Traditionally, this is seen as a negative. Mortality prevents the attainment of utter perfection and true comprehension, so surely, the rhetoric goes, if we can extend our meagre lives we will, individually and collectively, be better off. Thus, mortality is synonymous with an impediment to progress.
But is this true? Is our mortality a curse that prevents us from reaching the heights of the legendary beings we love to hear stories of—elves, ents, deities and all those who exist outside the clutches of the poisonous hands of time? I don’t think so. Mortality is the enabler of, not the impediment to, progress. It sweeps away the best of us, as well as the worst of us. Its rising tide washes away the grand and great structures we create in the sand. But it is also casts down the abominations we think it wise to have invented in the first place.

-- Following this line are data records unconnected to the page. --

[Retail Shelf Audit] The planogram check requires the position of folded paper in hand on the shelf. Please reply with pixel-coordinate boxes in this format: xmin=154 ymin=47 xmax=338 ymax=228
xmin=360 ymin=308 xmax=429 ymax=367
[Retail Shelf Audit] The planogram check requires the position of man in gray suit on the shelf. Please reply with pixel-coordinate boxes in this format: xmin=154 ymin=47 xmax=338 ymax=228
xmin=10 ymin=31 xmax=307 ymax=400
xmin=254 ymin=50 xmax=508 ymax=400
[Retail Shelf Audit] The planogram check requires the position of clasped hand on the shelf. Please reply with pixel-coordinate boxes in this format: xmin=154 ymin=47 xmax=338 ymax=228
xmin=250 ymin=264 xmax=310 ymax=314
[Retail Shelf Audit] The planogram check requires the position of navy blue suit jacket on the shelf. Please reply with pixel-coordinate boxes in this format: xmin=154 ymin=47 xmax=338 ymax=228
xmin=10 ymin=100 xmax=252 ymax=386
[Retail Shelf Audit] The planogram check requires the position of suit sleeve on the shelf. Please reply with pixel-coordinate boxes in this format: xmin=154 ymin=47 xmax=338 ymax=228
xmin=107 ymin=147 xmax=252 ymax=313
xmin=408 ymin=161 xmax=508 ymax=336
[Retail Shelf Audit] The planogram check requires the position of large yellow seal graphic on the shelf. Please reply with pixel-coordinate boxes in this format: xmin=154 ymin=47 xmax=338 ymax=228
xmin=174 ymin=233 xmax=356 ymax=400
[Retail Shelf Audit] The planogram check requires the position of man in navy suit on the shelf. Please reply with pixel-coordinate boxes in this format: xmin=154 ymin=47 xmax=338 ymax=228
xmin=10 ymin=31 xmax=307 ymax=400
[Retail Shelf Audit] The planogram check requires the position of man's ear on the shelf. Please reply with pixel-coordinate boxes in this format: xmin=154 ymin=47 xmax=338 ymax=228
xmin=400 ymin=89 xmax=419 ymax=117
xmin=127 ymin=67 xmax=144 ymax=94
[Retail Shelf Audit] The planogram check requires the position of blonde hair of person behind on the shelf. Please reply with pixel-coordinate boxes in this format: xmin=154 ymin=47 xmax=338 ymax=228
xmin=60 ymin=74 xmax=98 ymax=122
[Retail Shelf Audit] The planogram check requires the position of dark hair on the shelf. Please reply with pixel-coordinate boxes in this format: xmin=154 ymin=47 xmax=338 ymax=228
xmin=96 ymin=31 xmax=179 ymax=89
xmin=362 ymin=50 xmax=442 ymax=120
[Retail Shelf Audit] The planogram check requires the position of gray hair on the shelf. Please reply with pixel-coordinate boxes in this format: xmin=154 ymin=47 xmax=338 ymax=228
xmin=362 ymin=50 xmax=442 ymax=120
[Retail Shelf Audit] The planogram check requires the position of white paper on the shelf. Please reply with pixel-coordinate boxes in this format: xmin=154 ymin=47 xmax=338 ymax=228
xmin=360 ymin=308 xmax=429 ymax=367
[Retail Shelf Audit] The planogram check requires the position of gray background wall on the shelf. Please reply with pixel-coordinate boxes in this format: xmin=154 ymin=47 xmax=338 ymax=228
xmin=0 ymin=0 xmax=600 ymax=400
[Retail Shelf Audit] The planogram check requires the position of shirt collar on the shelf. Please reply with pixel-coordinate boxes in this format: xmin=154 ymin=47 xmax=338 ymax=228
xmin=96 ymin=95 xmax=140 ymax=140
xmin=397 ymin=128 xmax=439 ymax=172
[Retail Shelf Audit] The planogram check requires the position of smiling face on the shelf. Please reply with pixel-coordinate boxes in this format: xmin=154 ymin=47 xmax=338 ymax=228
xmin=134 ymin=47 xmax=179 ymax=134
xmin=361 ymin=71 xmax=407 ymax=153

You may well be thinking, “How does this enable progress?” Well.
On balance, humanity is wrong more often than it is right. But one of the things we have got “right” is the creation of mechanisms that allow us to pass messages into the future. We’ve created (albeit imperfect) stores of information that allow us to communicate with those who come later. This means that a record of our virtues and our vices are preserved, and because of our mortality the generations they are preserved for can decide what to make of them. This is what progress looks like. We live, getting many things wrong and a few things right, and then we die.
True, the living and the learning is important. But so is the death.